Good morning.
Spring arrives in Whitewater, on a day with chance of snow showers and a high of nineteen. (Monday, March 18th is the most recent day to have a snowfall accumulation of at least an inch.)
Whitewater’s Tech Park Board meets today at 8 AM.
CNN asks if this is the best golf shot ever:
Looking at it from this vantage, I’d say it’s very good, indeed.
On this day in 1778, Americans meet a (French) king:
Benjamin Franklin, Silas Deane and Arthur Lee present themselves to France’s King Louis XVI as official representatives of the United States on this day in 1778. Louis XVI was skeptical of the fledgling republic, but his dislike of the British eventually overcame these concerns and France officially recognized the United States in February 1778.
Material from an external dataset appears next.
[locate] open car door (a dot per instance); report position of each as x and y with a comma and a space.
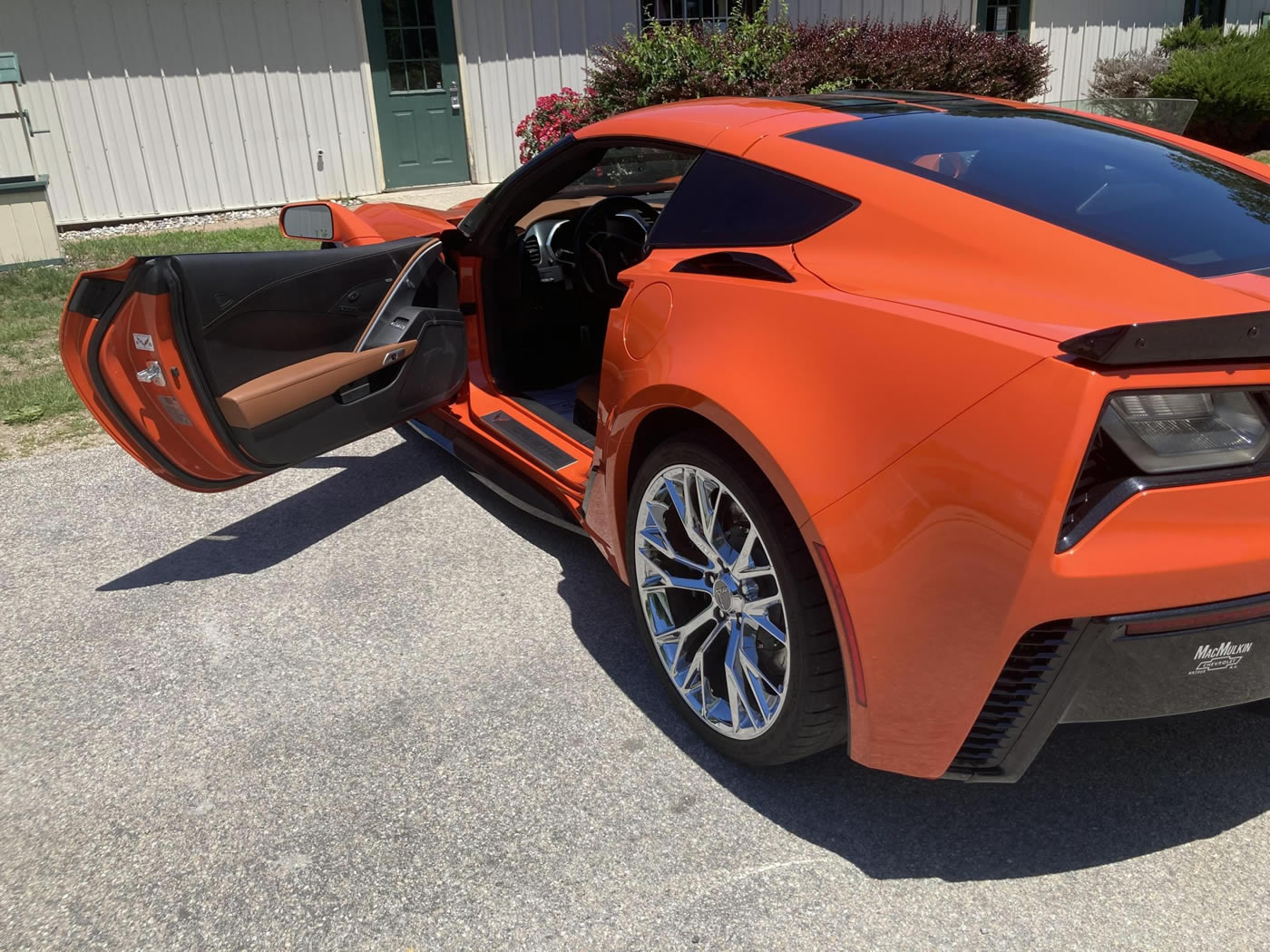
215, 370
Some of the great ironies of the American Revolution lay in the relationship between the new United States and the French. In 1774, when Parliament decided to offer religious toleration and judicial autonomy to French-speaking Catholics in Quebec, North American colonists expressed horror at the notion of empowered French Catholics on their borders. In 1778, though, Franklin, Deane and Lee, all proponents of democratic government, were delighted at the prospect that the French Catholic monarchy, ruling by divine right, would come to their aid in a war against British parliamentary rule.
On this day in 1854, the Republicans are born:
On this date Free Soilers and Whigs outraged by the passage of the Kansas-Nebraska Act, met in Ripon to consider forming a new political party. The meeting’s organizer, Alvan E. Bovay, proposed the name “Republican” which had been suggested by New York editor Horace Greeley. You can see eyewitness accounts of the meeting, early Republican campaign documents, and other original sources on our page devoted to Wisconsin and the Republican Party. Though other places have claimed themselves as the birthplace of the Republican Party, this was the earliest meeting held for the purpose and the first to use the term Republican. [Source: History of Wisconsin, II: 218-219]
Google tests one’s knowledge of Russian monuments: “In the Russian monument of the founder of Moscow, which hand is he holding out to the side?”